Created on 08-15-2017 08:45 AM - edited 09-16-2022 05:05 AM
Hi,
I noticed when doing impala insert from select, the size is smaller than when i did in hive, then from profile i saw
HDFS_SCAN_NODE (id=0):(Total: 1m12s, non-child: 1m12s, % non-child: 100.00%) Hdfs split stats (<volume id>:<# splits>/<split lengths>): 0:22/19.78 GB ExecOption: PARQUET Codegen Enabled, Codegen enabled: 22 out of 22 Hdfs Read Thread Concurrency Bucket: 0:48.12% 1:51.88% 2:0% 3:0% 4:0% File Formats: PARQUET/SNAPPY:704
i didnot set compression, is this default?
Also i read this tha snappy can be slow?
----------------------------------------------------------------------------------------------------------------------------------------------------
At the same time, the less agressive the compression, the faster the data can be decompressed. In this case using a table with a billion rows, a query that evaluates all the values for a particular column runs faster with no compression than with Snappy compression, and faster with Snappy compression than with Gzip compression.
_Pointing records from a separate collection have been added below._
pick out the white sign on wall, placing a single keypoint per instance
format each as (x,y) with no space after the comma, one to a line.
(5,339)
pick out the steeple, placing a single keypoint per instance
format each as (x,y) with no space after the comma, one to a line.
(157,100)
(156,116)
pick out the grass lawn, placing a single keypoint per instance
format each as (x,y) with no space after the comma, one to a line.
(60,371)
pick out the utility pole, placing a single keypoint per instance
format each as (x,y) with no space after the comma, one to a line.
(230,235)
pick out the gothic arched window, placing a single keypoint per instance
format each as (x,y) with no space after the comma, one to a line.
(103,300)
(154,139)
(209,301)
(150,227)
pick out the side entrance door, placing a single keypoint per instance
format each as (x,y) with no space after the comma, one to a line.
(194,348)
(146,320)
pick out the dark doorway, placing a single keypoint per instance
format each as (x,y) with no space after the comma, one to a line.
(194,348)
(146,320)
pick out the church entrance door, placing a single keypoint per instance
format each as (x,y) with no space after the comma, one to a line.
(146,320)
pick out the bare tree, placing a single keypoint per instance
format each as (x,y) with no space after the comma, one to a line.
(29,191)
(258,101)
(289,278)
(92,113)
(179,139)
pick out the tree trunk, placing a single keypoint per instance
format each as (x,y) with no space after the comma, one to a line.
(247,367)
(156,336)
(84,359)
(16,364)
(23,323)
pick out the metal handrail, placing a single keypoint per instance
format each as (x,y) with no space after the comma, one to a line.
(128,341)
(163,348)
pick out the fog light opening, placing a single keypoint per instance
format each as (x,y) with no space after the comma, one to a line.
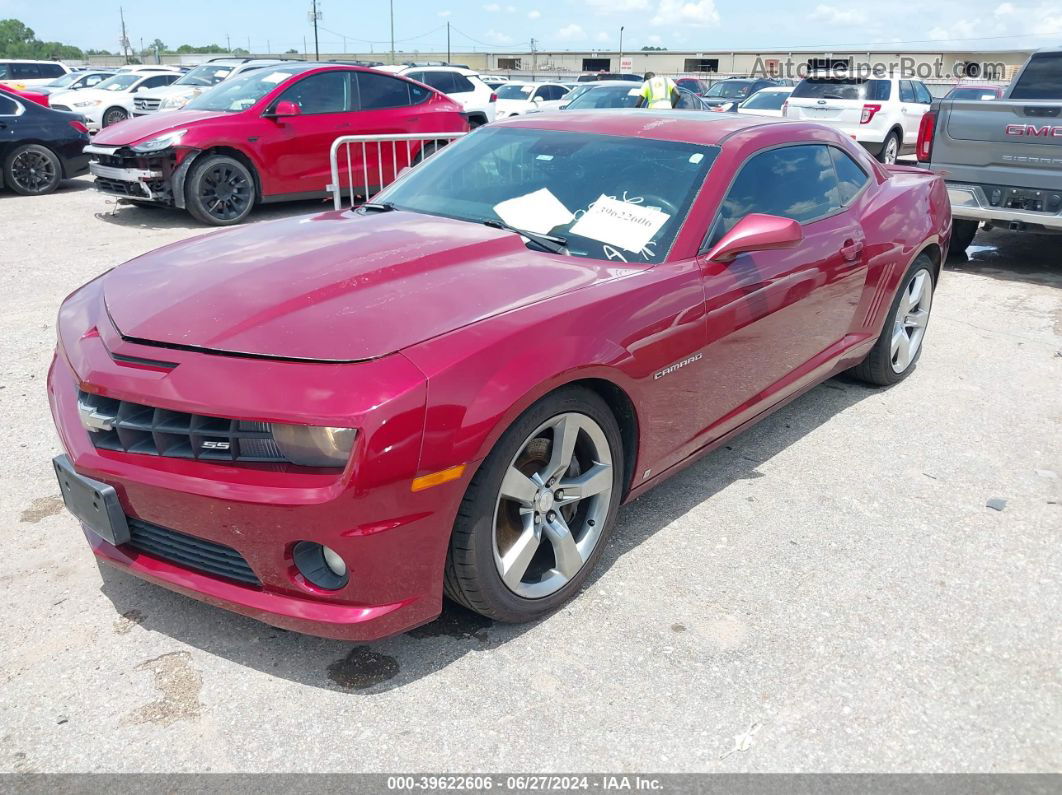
(320,565)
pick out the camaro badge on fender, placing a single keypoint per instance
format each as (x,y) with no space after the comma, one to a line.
(678,365)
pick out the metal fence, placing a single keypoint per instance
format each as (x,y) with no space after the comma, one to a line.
(371,162)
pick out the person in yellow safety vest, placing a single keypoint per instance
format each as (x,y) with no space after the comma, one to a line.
(658,92)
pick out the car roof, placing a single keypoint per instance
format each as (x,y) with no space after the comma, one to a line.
(688,126)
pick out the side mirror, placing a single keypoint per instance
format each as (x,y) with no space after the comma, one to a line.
(286,107)
(756,232)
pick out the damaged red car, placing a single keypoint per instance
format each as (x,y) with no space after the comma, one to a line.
(328,422)
(264,137)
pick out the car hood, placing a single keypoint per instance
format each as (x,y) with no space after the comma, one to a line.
(335,287)
(139,127)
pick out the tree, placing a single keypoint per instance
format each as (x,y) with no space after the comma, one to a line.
(19,41)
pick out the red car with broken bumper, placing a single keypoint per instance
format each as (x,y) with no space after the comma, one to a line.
(327,422)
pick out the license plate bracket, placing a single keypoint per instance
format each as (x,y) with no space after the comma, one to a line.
(95,503)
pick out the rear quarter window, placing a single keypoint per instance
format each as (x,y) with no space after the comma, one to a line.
(1041,79)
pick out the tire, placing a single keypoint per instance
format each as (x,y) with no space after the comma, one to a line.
(890,149)
(887,362)
(220,191)
(563,541)
(32,170)
(962,235)
(113,116)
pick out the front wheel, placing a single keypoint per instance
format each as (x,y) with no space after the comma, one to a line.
(890,149)
(114,115)
(32,170)
(536,515)
(220,191)
(900,345)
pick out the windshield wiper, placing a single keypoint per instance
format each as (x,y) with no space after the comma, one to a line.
(550,243)
(376,207)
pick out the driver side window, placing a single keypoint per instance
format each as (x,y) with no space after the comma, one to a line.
(795,182)
(325,92)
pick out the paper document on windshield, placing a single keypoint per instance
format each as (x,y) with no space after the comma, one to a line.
(621,224)
(538,211)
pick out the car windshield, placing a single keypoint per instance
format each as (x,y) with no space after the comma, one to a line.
(66,80)
(606,97)
(609,196)
(514,91)
(207,74)
(730,89)
(240,93)
(118,83)
(766,101)
(841,88)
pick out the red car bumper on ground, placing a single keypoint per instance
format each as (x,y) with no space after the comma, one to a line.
(393,539)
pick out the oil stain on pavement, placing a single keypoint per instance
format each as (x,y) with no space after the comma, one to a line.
(362,668)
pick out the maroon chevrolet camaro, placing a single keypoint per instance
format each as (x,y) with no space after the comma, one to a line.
(328,422)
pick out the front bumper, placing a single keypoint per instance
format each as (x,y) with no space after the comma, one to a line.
(972,202)
(121,173)
(393,540)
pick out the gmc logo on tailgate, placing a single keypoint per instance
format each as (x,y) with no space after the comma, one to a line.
(1031,130)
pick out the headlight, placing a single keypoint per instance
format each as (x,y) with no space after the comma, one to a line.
(160,142)
(314,446)
(171,103)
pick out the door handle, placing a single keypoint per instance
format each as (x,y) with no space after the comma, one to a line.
(852,249)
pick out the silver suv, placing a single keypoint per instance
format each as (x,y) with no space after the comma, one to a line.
(191,85)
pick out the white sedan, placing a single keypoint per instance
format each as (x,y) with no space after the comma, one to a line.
(112,100)
(517,99)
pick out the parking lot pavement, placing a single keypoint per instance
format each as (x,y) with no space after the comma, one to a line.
(832,583)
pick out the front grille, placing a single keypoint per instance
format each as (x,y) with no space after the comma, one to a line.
(120,187)
(126,427)
(190,552)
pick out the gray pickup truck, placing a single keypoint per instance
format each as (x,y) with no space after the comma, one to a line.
(1001,159)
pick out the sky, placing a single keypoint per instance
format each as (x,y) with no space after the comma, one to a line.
(555,24)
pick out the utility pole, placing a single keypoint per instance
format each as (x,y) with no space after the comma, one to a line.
(125,40)
(392,32)
(314,16)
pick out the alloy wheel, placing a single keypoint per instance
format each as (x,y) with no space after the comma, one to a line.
(909,323)
(552,505)
(114,117)
(224,192)
(33,171)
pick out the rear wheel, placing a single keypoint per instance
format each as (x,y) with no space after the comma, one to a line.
(536,516)
(32,170)
(900,345)
(220,191)
(890,150)
(114,115)
(962,235)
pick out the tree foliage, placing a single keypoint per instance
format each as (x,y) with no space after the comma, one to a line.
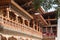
(47,4)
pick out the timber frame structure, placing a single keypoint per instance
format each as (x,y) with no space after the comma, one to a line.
(19,22)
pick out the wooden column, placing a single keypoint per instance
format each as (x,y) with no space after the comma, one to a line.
(37,27)
(51,30)
(46,30)
(23,21)
(33,25)
(7,9)
(49,21)
(16,18)
(28,23)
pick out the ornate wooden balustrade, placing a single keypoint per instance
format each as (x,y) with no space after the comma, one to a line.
(15,26)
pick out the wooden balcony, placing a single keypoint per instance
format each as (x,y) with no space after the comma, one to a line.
(15,26)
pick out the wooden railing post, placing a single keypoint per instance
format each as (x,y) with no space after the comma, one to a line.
(16,18)
(7,9)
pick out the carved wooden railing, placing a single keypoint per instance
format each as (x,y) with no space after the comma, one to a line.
(15,26)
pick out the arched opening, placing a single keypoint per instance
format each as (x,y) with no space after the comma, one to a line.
(26,22)
(12,16)
(12,38)
(20,20)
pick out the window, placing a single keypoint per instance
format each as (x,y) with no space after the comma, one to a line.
(26,22)
(12,16)
(20,20)
(12,38)
(31,23)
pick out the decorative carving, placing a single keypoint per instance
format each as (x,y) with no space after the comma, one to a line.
(12,38)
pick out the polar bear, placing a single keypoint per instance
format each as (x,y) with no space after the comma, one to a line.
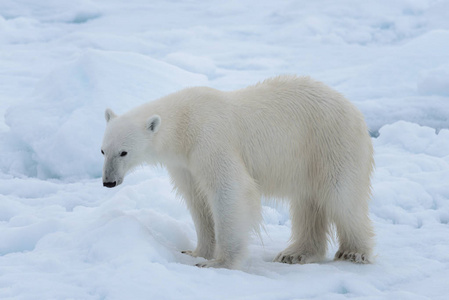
(289,138)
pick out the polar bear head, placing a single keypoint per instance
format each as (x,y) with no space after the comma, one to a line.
(127,143)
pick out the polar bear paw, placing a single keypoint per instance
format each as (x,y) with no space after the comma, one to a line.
(190,252)
(355,257)
(288,257)
(214,263)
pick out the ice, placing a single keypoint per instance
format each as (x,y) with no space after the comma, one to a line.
(64,236)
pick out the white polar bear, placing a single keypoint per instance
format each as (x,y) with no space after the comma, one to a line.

Query performance depends on several other factors, so as always, run your own benchmarks with your own data to determine the ideal tradeoff between data size, CPU efficiency, and speed of insert and query operations.
-----------------------------------------------------------------------------------------------------------------------------------------------------
should we aviod using snappy?
Thanks
Shannon
Created 08-15-2017 08:47 AM
From profile
- DecompressionTime: 3m31s
Is this due to snappy or in general parquet decompression?
Thanks
Shannon
Created 08-15-2017 09:04 AM
Saw this
----------------------------------------------------------------------------------------------------------------
By default, the underlying data files for a Parquet table are compressed with Snappy.
Created 08-15-2017 09:14 AM
DecompressionTime should only include Parquet/Gzip/whatever compression, not decoding of Parquet's native encoding/compression.
Generally Snappy works well but there are probably cases where uncompressed would be faster. Compression often improves performance if your workload is bottlenecked on disk I/O since it reduces the amount of data that needs to be read from disk.
Created 08-15-2017 09:17 AM
For reference, Snappy can decompress in the range of 1.5GB/s per core, so it is pretty fast!
https://www.percona.com/blog/2016/04/13/evaluating-database-compression-methods-update/
Created 08-15-2017 09:18 AM
Thanks Tim,
so in this case, i see
- DecompressionTime: 3m31s
taking 3 min, should I avoid compression for this table?
Thanks
Shannon
Created 08-15-2017 09:35 AM
It's hard to answer in isolation. You could compare to MaterializeTupleTime, which is the amount of time spent materializing the rows from the table. If it's small in comparison then it's not eating up a significant amount of CPU time.
I suspect if it's taking that long to decompress then you're also saving significant I/O. You could look at StorageWaitTime to get an idea of how much time is spent waiting for I/O.
I haven't seen many cases in practice where snappy decompression is the performance bottleneck for a query.
Created 08-15-2017 10:42 AM
i searched and saw
- MaterializeTupleTime(*): 13m22s
i saw 6 and roughly the same.
and below TotalStorageWaitTime from 30s to 1m12s
TotalStorageWaitTime: 1m12s
Created 08-15-2017 11:22 AM
Based on that the query is likely bottlenecked more on the number of rows that it's scanning instead of decompression.
Created 08-15-2017 11:29 AM
I see, yes this pariticular table is huge, anything else we can do to improve?
Thanks
Shannon
Created 08-15-2017 11:58 AM
Created 08-15-2017 12:29 PM
Thanks, we will look at the option for upgrade.
Will also check sorted table, i can put multiple columns right? any difference for the order of the sorted columns?
Thanks
Shannon
Created 08-15-2017 01:04 PM
It will sort by the first column first, then the second column, etc. So filters on the first column will likely be most effective.